Ultimately there will always be friction, tension and challenge in society because inclusion and equity in society is an ever-evoloving thing.
When my great, great grandparents were born historical atrocities like the holocaust and slavery were deemed acceptable. Times evolve healthily with people choosing to challenge the status quo .
When I was born being a part of the LGBTQIA+ community was a taboo, illegal thing. When I was at school there were no diversity opportunities for people like me from under represented backgrounds to even consider being a part of the media industry. When I was at college people talking about the planet and environmentally friendly practises were called hippies and ridiculed. When I worked in my early career at Channel 4 on the biggest pop culture show of the nineties – The Word, and later at MTV as a VJ, Producer, Director and Head Of Production, black British pop stars were practically invisible from mainstream media. It’s good to see that there was a very healthy representation of British black talent from all across the creative industries present and welcomed at the Brit Awards this year. From the performers, to the presenters and host, to the record industry tables and afterparties, the brits from working class backgrounds were certainly represented (probably not in the same volume as private school kids but we were in the house representing!).

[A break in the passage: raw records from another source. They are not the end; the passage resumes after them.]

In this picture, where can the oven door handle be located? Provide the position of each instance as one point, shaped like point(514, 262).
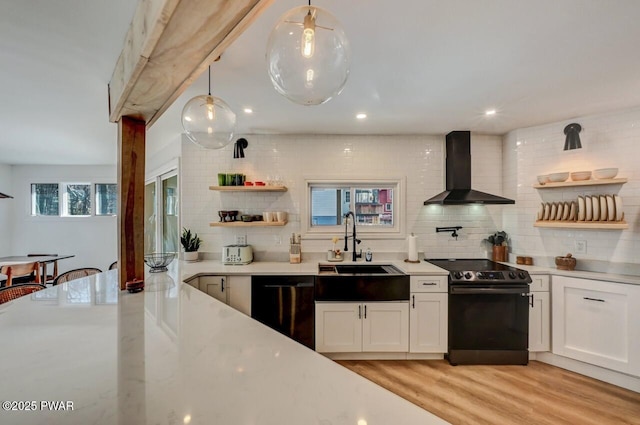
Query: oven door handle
point(489, 291)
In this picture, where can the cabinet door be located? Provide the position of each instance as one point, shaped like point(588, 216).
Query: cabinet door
point(597, 322)
point(240, 293)
point(428, 323)
point(385, 327)
point(216, 286)
point(540, 322)
point(338, 327)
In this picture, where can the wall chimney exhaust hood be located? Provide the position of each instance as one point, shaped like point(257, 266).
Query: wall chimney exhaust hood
point(458, 175)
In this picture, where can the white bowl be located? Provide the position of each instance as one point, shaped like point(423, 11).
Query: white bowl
point(558, 177)
point(605, 173)
point(580, 175)
point(543, 179)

It’s hard to put on a great show, tick all the production and TV platform requirements, have great security, positive press, and a show thats remembered for the right reasons. I’m not sure I ever hear a full 100% approval rate for any awards show. What I can say from my many years of experience, research, data and insight is that things have improved steadily, in recent years that improvement has sped up, but it will never be perfect, because as humans and society- we change definitions, identities, and definitions of success all the time.
Once upon a time The Brits and similar shows only shortlisted by commercial sales success. Now those goalposts are shifting to also include the biggest digital and online streaming stars and influencers. Next decade there’ll be something else new that came with new rules and changed the game again.
But whats wonderful is being along for the ride and watching a constantly evolving landscape where music stars are still delivering their best work for us and making our lives better. Where would we be without their willingness to wear their hearts on their Spotify sleeves? Salute the British music industry and its various tentacles. this giant monster that contributes so much to our economy is world beating and i love to see it win!
Congratulations to the BPI (British Phonographic Industry), ITV, Mastercard, YouTube Music, DawBell Ltd and all the various media teams for pulling together to create an epic #BRITAWARDS show this weekend.
Salute to my Equality and Justice Group at the BPI (British Phonographic Industry), the BPI team and production company staff who work to make our live shows the best on the planet. This weekend’s Brit show – despite the deserved criticisms and areas that will be improved for the future – was awesome.
We know that there is still much work to be done behind the scenes, and will be forever more because inclusion and equity shape shift all the time and awards show too must change and pivot to reflect the whole of society.
In an ever changing world where still new voices will need to be welcomed at every turn, it will never be perfect but it’s definitely stronger as we move together.
The public see the razzle dazzle of the main show but they don’t see the incredible funds that are raised for The BRIT School to enable young people from all backgrounds to aspire to a career in the creative arts. Watching the BRITs School students annually engage with the show is the most JOY!
Nurturing the future of creative talent with The BRIT School and promoting diversity and inclusion in performing arts and technology, all the teams pulling together behind the scenes are helping to develop the talent of tomorrow by empowering people of all backgrounds today.